The contract included an exclusivity clause in which McKee’s company would only work with Reid’s unless Reid’s allowed it to another company owned by Reid’s owner. There was also a termination provision stipulating either party could end the agreement with 30 days’ notice.
McKee sold the 69 homes within the year and Reid’s continued to provide homes for her to sell. Reid’s also began supplying her with company stationery and forms and began calling her its sales manager. McKee hired some assistants on her own and paid them from the commissions she received from Reid’s.
New reporting relationship
In 2000, Reid’s owner died and the company was taken over by the owner’s son-in-law. Things continued as they were until 2004, when Reid’s hired a corporate sales manager to whom all commissioned agents, including McKee, would report. In February 2005, the owner told McKee she and her assistants would work for Reid’s directly and they would work out a new contract with a guarantee of 100 lots per year to sell. However, the new manager refused to give McKee that guarantee and after she didn’t agree to terms, Reid’s offered her a standard employee contract with a 14-day termination notice provision.
The inconsistency in Reid’s approach and the perceived animosity in the contract offer made McKee feel uncomfortable and she felt she should look for employment that wasn’t time-limited. She began selling homes for another builder and sued Reid’s for wrongful dismissal.
The Ontario Superior Court of Justice initially found the original agreement between McKee’s company and Reid’s was “spent” once she sold the 69 homes specified in the agreement.
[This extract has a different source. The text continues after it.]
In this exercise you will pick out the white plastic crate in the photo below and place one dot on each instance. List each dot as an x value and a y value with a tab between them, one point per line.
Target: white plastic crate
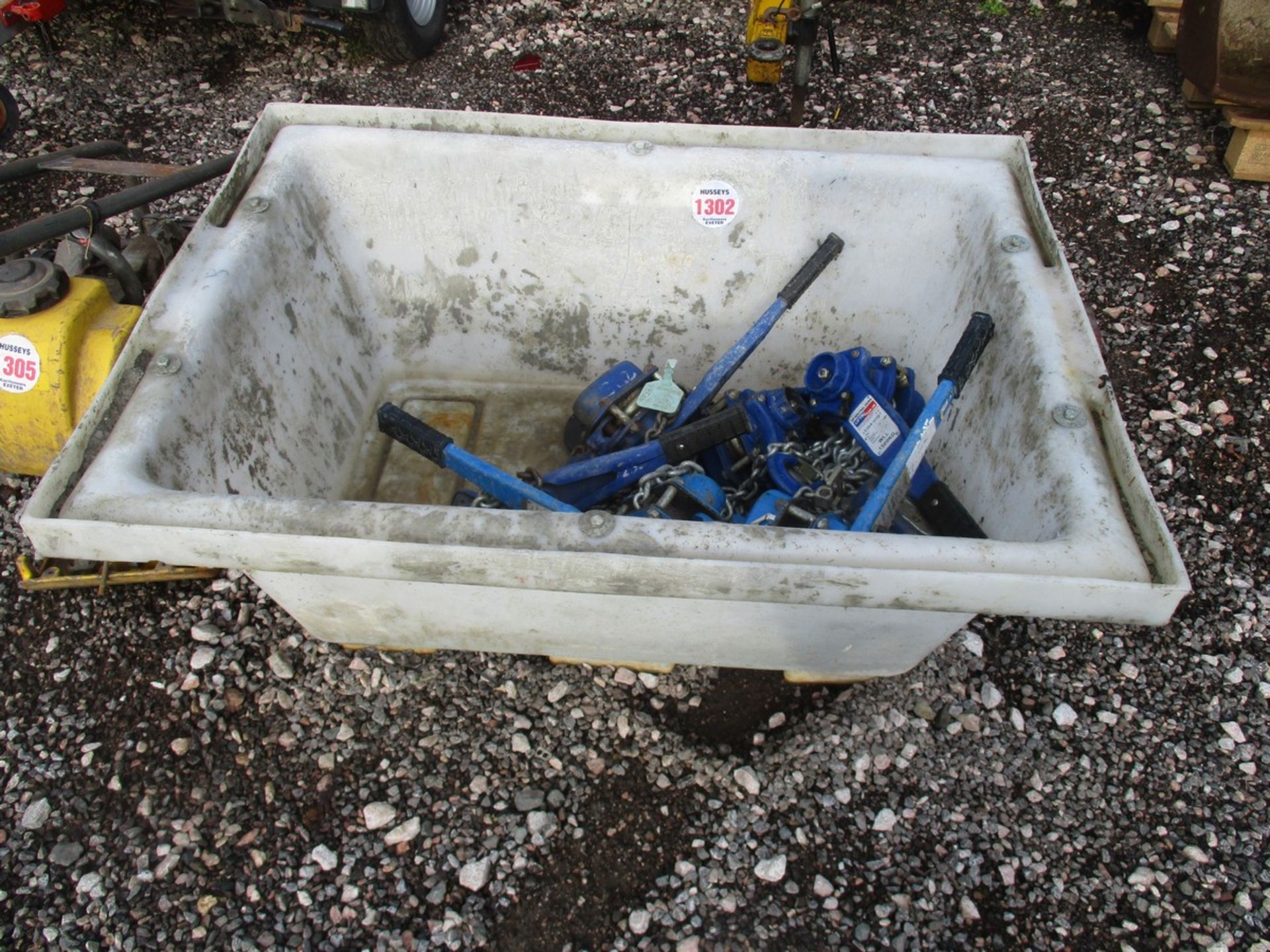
482	270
However, since they continued their relationship and McKee continued to sell homes for Reid’s and nobody else, the court found there was a “tacit agreement” she would work exclusively for Reid’s.
The court also found since McKee worked exclusively for Reid’s selling homes, which was Reid’s “most integral part” of its business, she was not a contractor but rather an employee of the builder. Because of the length of her service and age, the court ruled McKee was entitled to 18 months’ pay in lieu of notice.
Reid’s appealed the decision, arguing McKee was not an employee but rather an “dependent contractor,” which was defined in the Ontario Labour Relations Act as an intermediate category where a contractor depends financially on a business and has a relationship similar to that of an employee but still different. It said the 30-day notice period in the original contract should have continued to apply since the relationship was unbroken. The company also pointed out it offered McKee another position after the contract dispute but she refused.
The Ontario Court of Appeal agreed dependent contractors were a legitimate category, but said they are owed reasonable notice of termination just as full employees would be. Regardless, the court agreed with the trial court’s finding that McKee was in fact an employee of Reid’s.
Status changed to in-house agent
Both courts found Reid’s gave more specific tasks to McKee when the new sales manager took over to supervise her. Reid’s oversaw advertising and pricing responsibilities, leaving McKee to do the “sort of specialization of tasks that one expects to find with respect to an in-house agent rather than an independent, or even dependent, realty firm.” McKee used Reid’s facilities and tools with little risk of her own capital, all characteristics of employee status, said the court.
Though McKee hired her own staff and communicated Reid’s directives to them herself, the court said this was typical of many chains of authority within organizations, particularly sales, that involved managers and staff within a division. In addition, though she operated her own business at the beginning of her relationship with Reid’s, her status changed over 18 years and her interaction with Reid’s business was notably different than when she signed the original contract in 1987.
In addition to upholding the trial court’s finding that McKee was an employee of Reid’s, the appeal court also agreed she was entitled to 18 months’ notice. Since relations between McKee and Reid’s deteriorated when the new manager took over and the company offered her a different contract than what was discussed, the court found the relationship had “drastically” changed and irreparably damaged. As a result, McKee wasn’t required to mitigate her damages by accepting another position with Reid’s.